Selon les analystes, la prise de Wad Medani pourrait annoncer de nouvelles incursions de RSF dans l’est et le sud du Soudan, les villes de Sennar, Kassala, Damazeen, Kosti et Qadaref étant parmi les plus menacées.
« Il s’agit probablement du moment le plus grave de l’histoire moderne du Soudan. Le pays pourrait éclater », a déclaré l’analyste Ashraf Abdul Baqi. « Les Forces de soutien rapide ne sont peut-être pas en mesure de contrôler l’ensemble du Soudan, mais leurs actions perturbent la vie dans le pays. »
Les RSF contrôlent un certain nombre de villes du Darfour et maintiennent une présence militaire importante dans la région occidentale du Kordofan.
La dernière escalade témoigne de la réticence des deux parties belligérantes à arrêter les combats et est susceptible de retarder ou d’annuler complètement une réunion tant annoncée entre le chef de l’armée, le général Abdel Fattah Al Burhan et un représentant des RSF pour discuter d’un cessez-le-feu permanent.
RSF a déjà annoncé que son commandant, Mohamed Dagalo – ancien allié du général Al Burhan – ne participerait pas à la réunion proposée.
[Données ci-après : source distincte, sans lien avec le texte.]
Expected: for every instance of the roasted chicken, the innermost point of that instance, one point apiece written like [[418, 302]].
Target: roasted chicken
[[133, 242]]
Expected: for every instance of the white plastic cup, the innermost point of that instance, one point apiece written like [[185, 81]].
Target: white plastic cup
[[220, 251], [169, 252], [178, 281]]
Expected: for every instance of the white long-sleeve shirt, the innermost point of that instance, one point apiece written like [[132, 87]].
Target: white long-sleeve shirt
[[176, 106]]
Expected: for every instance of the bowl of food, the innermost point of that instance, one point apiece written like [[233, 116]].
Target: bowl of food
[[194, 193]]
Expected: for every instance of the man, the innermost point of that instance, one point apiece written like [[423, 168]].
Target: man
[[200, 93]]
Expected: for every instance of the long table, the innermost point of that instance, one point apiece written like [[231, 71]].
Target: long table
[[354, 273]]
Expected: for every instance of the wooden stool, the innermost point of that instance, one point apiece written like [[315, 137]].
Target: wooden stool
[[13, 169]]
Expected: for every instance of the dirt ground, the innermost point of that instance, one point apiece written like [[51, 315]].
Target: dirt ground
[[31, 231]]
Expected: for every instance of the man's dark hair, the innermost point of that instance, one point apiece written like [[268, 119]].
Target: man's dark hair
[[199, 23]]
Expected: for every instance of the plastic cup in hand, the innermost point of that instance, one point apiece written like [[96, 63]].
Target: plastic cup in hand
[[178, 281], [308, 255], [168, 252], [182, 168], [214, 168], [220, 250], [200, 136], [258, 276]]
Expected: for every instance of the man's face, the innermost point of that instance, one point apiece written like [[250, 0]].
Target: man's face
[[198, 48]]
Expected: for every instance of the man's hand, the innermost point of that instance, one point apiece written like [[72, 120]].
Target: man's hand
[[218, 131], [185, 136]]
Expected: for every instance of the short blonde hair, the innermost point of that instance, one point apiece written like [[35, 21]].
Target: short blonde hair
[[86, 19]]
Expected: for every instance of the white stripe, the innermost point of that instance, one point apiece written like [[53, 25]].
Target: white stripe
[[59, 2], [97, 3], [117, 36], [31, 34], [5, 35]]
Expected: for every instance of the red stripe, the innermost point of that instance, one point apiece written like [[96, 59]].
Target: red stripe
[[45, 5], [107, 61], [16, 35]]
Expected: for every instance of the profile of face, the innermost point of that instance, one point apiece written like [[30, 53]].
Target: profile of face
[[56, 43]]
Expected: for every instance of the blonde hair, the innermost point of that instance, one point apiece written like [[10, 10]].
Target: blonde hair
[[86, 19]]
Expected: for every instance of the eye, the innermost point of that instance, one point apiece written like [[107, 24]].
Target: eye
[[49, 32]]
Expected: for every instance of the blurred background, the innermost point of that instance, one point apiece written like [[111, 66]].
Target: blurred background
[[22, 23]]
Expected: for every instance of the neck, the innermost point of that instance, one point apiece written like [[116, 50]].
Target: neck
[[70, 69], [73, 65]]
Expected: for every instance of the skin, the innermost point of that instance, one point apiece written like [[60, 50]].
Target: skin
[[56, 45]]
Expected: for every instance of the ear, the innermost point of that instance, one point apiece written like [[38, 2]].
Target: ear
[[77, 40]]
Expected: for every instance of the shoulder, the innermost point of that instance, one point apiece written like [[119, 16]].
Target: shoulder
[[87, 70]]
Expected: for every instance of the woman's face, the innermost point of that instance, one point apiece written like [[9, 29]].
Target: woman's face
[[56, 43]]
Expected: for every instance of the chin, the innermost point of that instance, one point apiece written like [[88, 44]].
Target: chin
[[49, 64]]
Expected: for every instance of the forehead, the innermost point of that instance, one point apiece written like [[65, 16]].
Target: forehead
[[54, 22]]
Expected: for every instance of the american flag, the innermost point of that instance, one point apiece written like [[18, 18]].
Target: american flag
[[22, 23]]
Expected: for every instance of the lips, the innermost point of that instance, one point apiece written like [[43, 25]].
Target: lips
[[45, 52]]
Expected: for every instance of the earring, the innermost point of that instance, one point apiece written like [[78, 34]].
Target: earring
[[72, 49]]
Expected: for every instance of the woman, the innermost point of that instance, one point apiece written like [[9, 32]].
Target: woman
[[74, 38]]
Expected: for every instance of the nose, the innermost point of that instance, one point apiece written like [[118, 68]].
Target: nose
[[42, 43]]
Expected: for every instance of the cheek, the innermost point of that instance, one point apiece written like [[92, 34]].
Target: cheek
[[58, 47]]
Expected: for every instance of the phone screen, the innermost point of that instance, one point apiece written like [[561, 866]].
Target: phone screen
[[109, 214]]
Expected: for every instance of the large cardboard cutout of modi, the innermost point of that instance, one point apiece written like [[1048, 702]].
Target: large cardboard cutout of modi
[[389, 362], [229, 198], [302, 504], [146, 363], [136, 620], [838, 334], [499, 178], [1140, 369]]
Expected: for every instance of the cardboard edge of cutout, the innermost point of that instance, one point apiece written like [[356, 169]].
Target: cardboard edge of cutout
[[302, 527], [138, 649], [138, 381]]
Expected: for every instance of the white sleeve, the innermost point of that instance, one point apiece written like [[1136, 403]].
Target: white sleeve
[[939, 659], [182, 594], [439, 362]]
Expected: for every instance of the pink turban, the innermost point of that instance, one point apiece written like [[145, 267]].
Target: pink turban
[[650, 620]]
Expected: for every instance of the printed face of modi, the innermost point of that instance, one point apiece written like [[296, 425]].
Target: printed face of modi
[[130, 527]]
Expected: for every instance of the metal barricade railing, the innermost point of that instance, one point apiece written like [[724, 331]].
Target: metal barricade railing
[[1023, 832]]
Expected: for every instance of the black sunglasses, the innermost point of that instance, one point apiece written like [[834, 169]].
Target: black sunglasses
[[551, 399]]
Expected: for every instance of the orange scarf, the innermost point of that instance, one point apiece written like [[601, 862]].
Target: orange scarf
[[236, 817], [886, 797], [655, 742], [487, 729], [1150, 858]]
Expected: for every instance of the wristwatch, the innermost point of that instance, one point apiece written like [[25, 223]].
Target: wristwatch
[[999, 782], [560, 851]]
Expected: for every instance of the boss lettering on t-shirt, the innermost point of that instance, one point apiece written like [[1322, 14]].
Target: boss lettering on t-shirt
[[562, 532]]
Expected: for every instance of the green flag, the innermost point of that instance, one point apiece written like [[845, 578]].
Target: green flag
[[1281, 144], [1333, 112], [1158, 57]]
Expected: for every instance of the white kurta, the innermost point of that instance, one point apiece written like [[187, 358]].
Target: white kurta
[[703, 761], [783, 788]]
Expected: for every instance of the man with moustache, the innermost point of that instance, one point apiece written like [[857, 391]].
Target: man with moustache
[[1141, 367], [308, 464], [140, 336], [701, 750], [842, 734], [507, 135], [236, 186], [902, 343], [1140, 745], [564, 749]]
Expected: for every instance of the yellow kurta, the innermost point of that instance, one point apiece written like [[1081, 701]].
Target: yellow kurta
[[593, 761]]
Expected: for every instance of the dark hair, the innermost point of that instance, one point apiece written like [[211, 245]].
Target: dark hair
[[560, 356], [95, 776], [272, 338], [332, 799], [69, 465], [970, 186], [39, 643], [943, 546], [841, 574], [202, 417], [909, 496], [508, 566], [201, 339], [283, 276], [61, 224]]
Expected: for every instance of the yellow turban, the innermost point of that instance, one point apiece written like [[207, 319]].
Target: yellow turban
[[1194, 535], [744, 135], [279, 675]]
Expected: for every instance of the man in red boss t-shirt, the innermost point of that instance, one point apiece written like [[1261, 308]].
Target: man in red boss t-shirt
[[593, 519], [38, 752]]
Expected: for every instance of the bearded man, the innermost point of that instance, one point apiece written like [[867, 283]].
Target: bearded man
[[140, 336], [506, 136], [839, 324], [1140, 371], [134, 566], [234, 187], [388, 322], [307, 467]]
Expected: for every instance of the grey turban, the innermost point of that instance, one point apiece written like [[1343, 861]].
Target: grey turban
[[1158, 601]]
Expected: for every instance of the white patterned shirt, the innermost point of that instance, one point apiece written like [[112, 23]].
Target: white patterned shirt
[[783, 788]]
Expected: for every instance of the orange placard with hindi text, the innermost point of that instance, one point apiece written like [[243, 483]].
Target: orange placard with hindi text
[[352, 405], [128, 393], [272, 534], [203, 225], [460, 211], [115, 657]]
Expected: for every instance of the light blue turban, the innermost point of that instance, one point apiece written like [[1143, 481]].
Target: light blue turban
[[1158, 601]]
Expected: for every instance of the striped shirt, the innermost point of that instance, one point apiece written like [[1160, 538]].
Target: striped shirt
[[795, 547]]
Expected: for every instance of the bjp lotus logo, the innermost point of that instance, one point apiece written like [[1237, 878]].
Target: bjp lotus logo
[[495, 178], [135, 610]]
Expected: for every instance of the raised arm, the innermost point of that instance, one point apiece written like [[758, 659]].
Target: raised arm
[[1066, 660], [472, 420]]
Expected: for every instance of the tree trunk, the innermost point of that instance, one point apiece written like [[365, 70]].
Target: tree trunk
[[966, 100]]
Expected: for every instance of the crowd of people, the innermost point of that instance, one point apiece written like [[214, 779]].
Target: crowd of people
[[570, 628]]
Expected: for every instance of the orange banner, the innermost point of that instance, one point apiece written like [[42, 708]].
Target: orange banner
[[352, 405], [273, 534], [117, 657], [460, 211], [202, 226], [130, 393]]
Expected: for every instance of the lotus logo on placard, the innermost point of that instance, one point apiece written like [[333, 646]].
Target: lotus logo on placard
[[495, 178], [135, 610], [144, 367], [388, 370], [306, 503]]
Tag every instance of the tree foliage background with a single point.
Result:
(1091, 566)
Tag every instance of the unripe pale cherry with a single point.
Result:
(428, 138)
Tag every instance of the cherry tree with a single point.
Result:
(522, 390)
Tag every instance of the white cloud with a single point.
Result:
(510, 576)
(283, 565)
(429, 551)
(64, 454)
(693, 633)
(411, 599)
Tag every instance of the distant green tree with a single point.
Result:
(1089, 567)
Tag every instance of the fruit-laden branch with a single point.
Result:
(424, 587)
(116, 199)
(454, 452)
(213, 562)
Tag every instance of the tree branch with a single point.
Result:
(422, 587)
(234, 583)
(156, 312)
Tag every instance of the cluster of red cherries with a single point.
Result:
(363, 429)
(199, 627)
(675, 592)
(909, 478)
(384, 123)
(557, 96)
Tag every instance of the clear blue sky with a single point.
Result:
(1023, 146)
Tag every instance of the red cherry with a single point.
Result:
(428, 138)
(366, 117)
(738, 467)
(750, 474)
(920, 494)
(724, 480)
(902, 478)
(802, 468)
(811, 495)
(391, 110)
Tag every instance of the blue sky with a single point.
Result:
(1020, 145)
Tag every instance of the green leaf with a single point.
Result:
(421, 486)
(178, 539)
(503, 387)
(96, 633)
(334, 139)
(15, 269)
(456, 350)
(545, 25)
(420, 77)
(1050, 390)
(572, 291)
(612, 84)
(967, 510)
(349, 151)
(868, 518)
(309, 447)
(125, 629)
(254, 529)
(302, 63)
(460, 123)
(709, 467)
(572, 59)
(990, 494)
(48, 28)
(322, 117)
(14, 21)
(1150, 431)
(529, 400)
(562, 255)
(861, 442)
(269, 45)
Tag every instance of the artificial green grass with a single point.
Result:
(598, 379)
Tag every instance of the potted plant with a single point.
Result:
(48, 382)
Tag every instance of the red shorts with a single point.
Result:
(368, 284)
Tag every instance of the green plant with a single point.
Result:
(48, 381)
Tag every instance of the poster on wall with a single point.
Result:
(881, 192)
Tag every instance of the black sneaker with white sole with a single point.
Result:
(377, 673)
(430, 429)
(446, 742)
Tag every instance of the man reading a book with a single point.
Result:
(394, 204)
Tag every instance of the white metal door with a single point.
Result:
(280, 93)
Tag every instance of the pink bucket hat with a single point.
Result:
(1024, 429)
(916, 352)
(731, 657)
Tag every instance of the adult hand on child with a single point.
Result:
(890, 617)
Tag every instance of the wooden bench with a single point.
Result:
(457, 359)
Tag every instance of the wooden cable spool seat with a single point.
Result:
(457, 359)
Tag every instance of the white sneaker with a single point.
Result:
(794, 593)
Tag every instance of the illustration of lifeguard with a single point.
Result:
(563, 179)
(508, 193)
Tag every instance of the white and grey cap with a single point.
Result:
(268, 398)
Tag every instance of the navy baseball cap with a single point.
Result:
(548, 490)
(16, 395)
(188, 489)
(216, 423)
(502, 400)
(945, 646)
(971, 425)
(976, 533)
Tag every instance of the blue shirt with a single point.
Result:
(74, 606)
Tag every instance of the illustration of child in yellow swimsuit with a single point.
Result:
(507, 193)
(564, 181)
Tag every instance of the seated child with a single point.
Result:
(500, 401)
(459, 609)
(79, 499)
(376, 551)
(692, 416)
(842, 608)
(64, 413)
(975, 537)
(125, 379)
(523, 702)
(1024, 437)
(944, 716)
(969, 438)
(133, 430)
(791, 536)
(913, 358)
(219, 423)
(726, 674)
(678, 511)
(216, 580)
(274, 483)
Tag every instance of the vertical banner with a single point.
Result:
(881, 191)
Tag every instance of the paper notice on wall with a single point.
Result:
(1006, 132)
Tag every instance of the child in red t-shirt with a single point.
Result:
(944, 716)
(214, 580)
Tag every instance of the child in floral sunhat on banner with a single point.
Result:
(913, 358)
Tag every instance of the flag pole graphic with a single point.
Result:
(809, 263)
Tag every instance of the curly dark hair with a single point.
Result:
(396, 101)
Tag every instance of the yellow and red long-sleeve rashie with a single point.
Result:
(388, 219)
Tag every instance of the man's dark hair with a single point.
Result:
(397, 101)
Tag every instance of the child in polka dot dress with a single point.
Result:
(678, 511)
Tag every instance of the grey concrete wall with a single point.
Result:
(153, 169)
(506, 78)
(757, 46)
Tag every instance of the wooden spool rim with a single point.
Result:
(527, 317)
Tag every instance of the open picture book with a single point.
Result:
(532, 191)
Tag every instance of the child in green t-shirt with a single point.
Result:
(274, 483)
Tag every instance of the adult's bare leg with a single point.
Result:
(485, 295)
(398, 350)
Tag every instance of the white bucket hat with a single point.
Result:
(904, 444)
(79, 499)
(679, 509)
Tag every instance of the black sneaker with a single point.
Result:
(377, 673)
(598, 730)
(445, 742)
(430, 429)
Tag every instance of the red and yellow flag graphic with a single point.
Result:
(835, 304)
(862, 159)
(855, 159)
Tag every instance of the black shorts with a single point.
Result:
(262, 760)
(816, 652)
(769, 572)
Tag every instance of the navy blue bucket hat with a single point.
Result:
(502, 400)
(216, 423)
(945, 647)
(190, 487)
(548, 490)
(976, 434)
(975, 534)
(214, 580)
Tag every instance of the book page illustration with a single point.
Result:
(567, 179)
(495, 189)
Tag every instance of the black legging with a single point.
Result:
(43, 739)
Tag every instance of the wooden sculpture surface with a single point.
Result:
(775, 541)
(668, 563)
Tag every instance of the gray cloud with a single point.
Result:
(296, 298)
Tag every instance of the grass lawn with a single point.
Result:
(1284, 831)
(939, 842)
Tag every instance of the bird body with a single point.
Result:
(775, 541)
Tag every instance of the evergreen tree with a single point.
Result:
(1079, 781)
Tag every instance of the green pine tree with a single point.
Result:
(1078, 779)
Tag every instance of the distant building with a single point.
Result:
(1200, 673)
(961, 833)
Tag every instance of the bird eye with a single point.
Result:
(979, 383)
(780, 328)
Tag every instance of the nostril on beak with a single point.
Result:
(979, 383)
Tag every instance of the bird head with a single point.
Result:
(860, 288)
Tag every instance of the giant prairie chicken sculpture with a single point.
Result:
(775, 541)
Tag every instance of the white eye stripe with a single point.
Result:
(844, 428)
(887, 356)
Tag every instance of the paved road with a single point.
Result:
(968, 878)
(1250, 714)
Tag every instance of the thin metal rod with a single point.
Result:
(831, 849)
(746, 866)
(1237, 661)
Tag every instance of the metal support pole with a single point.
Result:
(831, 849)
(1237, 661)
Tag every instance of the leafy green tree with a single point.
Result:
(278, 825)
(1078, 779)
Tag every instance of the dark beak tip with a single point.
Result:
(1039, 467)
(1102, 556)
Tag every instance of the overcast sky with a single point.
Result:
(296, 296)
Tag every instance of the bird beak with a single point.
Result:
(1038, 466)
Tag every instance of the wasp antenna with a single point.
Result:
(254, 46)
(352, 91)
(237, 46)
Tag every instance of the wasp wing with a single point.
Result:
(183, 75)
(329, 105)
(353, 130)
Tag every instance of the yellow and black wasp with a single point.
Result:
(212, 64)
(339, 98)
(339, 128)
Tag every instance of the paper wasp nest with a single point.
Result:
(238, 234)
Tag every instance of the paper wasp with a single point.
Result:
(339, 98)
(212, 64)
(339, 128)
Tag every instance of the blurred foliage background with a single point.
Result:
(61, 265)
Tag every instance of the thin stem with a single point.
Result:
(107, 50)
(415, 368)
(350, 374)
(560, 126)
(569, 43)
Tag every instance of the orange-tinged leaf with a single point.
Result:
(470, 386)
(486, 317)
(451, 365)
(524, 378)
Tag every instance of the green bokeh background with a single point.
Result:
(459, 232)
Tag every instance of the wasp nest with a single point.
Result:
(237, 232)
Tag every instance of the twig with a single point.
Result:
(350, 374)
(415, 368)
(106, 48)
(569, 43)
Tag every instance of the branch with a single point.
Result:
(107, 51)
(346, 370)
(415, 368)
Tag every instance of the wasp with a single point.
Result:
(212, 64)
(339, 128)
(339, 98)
Ni l’armée ni les RSF n’ont réussi à prendre le dessus dans le conflit, le manque d’hommes entraînés dans l’armée ayant conduit à l’enrôlement de civils valides.
Elle s’est largement appuyée sur les bombardements d’artillerie et les frappes aériennes pour déloger les combattants des RSF au plus profond des quartiers résidentiels de la capitale, avec peu de succès.
Les rangs des RSF, en revanche, ont été décimés par les frappes aériennes de l’armée, obligeant les milices à recruter des combattants au Tchad, au Soudan du Sud et en République centrafricaine voisins, selon les analystes.